Помещик, граф и князь Талагай Боруханов, быв большими с собою друзьями, часто вместе с егарем на охоту в ржавые, рамедные болота ездили и далеко в глубь разных полных дичиною мест увлекались. Случилось же им однажды приплутать к весьма протяженному болоту в сильном утомлении и поместиться для принятия пищи и ночлега у бедного сельского священника, который был тут в находившемся поблизости храме. Тот, узнав, каковых лиц в числе сих своих внезапных гостей принимает, засуетился и забегал и матушку попадью свою начал в боки поталкивать, чтобы о всяческих для них удобствах заботилась, и, толкая, повторял: «Да ну ты, мати, поворачивайся! Да ну ты, скорей самоваришку дуй! Да ну, топёжку топи да лепешку три». Но как пришедшие охотники сами имели при себе все лучшие закусочные предметы и ни в каких снедях простого грубого, сельского, домашнего приготовления не нуждались, то они, видя суету попа и попадьино бедствие, чтобы утишить их хлопоты, стали их успокоивать и говорить:

– Пусть мы вам ничем никакого беспокойства не приносим, ибо решительно все нам нужное при себе и при егаре нашем в сумках имеем, и не желаем ничего, окромя одного самовара, да еще острого ножа, ибо свой аглицкий нож сломали при желании нарезать ломтиков для закуски от сильно спрессованной охотничьей конигсбергской колбасы. А еще, – сказали, – просим и вас самих, батюшка, сюда к нам войти и присоединиться и вместе с нами, пока самовар взогреется, выпить рюмку полезного и здорового голандского джину, который здесь в нашей фляге.

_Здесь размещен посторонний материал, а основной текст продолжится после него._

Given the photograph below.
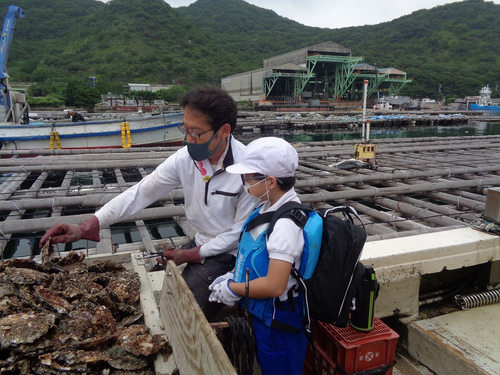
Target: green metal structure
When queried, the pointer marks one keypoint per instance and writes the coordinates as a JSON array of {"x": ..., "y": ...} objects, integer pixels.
[{"x": 330, "y": 76}]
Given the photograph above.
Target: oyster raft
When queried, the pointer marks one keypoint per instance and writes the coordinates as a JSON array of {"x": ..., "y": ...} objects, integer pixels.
[{"x": 64, "y": 316}]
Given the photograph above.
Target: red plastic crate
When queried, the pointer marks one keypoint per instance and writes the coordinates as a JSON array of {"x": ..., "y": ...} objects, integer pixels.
[{"x": 353, "y": 350}]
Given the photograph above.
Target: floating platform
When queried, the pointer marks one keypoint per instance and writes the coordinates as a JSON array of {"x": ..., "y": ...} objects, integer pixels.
[{"x": 418, "y": 194}]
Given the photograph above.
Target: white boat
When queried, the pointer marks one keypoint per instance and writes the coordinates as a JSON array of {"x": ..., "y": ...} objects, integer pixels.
[{"x": 129, "y": 131}]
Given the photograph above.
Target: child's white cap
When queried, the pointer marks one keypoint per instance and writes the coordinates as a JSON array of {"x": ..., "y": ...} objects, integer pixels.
[{"x": 269, "y": 156}]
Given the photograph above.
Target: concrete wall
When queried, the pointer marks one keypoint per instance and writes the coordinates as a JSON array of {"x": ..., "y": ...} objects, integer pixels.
[{"x": 400, "y": 263}]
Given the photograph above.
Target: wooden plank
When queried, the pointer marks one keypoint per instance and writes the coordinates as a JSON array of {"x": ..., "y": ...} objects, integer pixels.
[
  {"x": 150, "y": 292},
  {"x": 196, "y": 347}
]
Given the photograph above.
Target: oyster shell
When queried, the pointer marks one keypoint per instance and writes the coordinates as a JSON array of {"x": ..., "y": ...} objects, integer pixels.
[
  {"x": 136, "y": 339},
  {"x": 62, "y": 317},
  {"x": 24, "y": 328}
]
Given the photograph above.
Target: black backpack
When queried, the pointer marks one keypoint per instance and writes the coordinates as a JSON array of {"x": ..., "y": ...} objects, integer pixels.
[{"x": 340, "y": 284}]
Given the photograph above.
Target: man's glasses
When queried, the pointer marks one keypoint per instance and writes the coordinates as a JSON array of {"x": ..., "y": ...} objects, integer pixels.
[
  {"x": 256, "y": 177},
  {"x": 193, "y": 134}
]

Священник поначалу благородно отнекивался, но потом, ободренный, принял и, по усердию угощавших, остался с ними сидеть при чае и на приглашение не церемониться стал вести себя откровенно, как с равными, и в разговоре голандский джин, отбивавший во вкусе своем мозжухой, даже критиковал, не находя его превосходнее высочайше утвержденного доброго русского пенного вина. И беседа шла превосходно, но когда егарь достал и подал к закуске твердого свойства конигсбергскую охотницкую колбасу, на которой собственный их аглицкий нож изломался, то священник изнес им из-за перегородки свой особливый ножик и сказал:

– Этот хотя не аглицкий, а простой русский, но он все отрежет и не сломается.

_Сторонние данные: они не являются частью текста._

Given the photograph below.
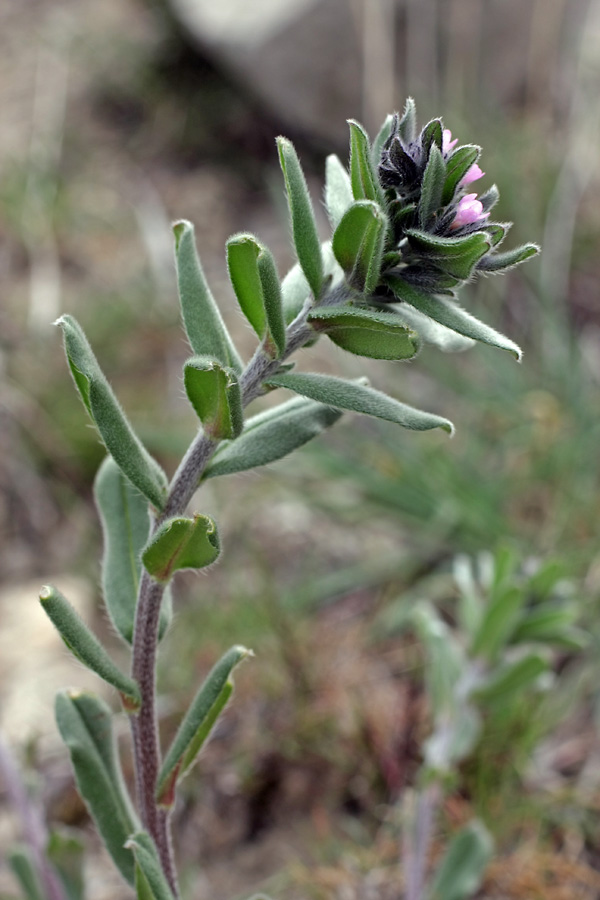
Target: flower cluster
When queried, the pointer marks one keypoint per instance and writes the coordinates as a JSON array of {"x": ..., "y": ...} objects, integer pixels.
[{"x": 426, "y": 179}]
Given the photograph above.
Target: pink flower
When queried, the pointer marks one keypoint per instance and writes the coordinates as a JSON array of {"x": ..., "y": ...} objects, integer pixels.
[
  {"x": 472, "y": 174},
  {"x": 447, "y": 143},
  {"x": 469, "y": 211}
]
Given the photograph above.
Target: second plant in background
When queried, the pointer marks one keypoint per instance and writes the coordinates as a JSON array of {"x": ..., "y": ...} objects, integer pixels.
[{"x": 408, "y": 232}]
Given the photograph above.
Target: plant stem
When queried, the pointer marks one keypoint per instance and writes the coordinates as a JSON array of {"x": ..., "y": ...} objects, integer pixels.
[
  {"x": 145, "y": 640},
  {"x": 34, "y": 828}
]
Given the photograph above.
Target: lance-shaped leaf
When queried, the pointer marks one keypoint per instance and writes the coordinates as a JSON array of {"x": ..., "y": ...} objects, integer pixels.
[
  {"x": 432, "y": 332},
  {"x": 304, "y": 227},
  {"x": 295, "y": 289},
  {"x": 86, "y": 646},
  {"x": 445, "y": 656},
  {"x": 116, "y": 432},
  {"x": 499, "y": 262},
  {"x": 359, "y": 398},
  {"x": 256, "y": 284},
  {"x": 450, "y": 314},
  {"x": 461, "y": 872},
  {"x": 271, "y": 435},
  {"x": 125, "y": 527},
  {"x": 181, "y": 543},
  {"x": 242, "y": 253},
  {"x": 214, "y": 392},
  {"x": 20, "y": 860},
  {"x": 198, "y": 722},
  {"x": 498, "y": 623},
  {"x": 551, "y": 623},
  {"x": 440, "y": 248},
  {"x": 363, "y": 177},
  {"x": 366, "y": 332},
  {"x": 271, "y": 293},
  {"x": 457, "y": 166},
  {"x": 338, "y": 189},
  {"x": 512, "y": 677},
  {"x": 456, "y": 257},
  {"x": 85, "y": 725},
  {"x": 432, "y": 187},
  {"x": 204, "y": 325},
  {"x": 150, "y": 881},
  {"x": 382, "y": 135},
  {"x": 358, "y": 244}
]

И действительно, поданный бедный, много уже, почти до самой спинки, сточенный ножишко так и чекрыжил ту плоскую и крепкую конигсбергскую колбасу, отрезая ее самотончайшими стружечками.

И когда при этом содействии все закусили, то граф стал шутливо этот нож хвалить и сказал, что этот русский инструмент их бывшего английского гораздо превосходнее и что, если бы он знал, где такие продаются, то и себе бы непременно такой купил и, в Петербург возвратясь, в мануфактур-совет, для испрошения медали, представил.

 

А священник хотя и знал, что острых вещей дарить нельзя, но, желая быть вежлив и почитая то за предрассудок суеверия, сказал:

– Пожалуйте, ваше сиятельство, не погнушайтесь – этот ножичек от меня примите, ибо он мне теперь уже за окончанием пашни и жнитва более не нужен, а вам он в дальнейшем вашем полевании еще пригодиться может.

Граф же поначалу не хотел взять, но потом, вероятно намеревая в уме чем священнику отплатить, этот его преострый нож принял и, рассматривая оный, любопытствовал:

– Что вы им, батюшка, при полевых работах делали?

А священник отвечал:

– При полевых работах мы им, ваше сиятельство, ничего не делали, ибо затуплять его не хотели; а давно его бережем для того особливого дела, что когда, совсем отработавшись, я этим ножиком себе и своей попадье в теплой бане отмягшие мозоли обчищал.

После чего граф нож бросил и не принял и всю жизнь свою о быте сельского духовенства с пренебрежением думал.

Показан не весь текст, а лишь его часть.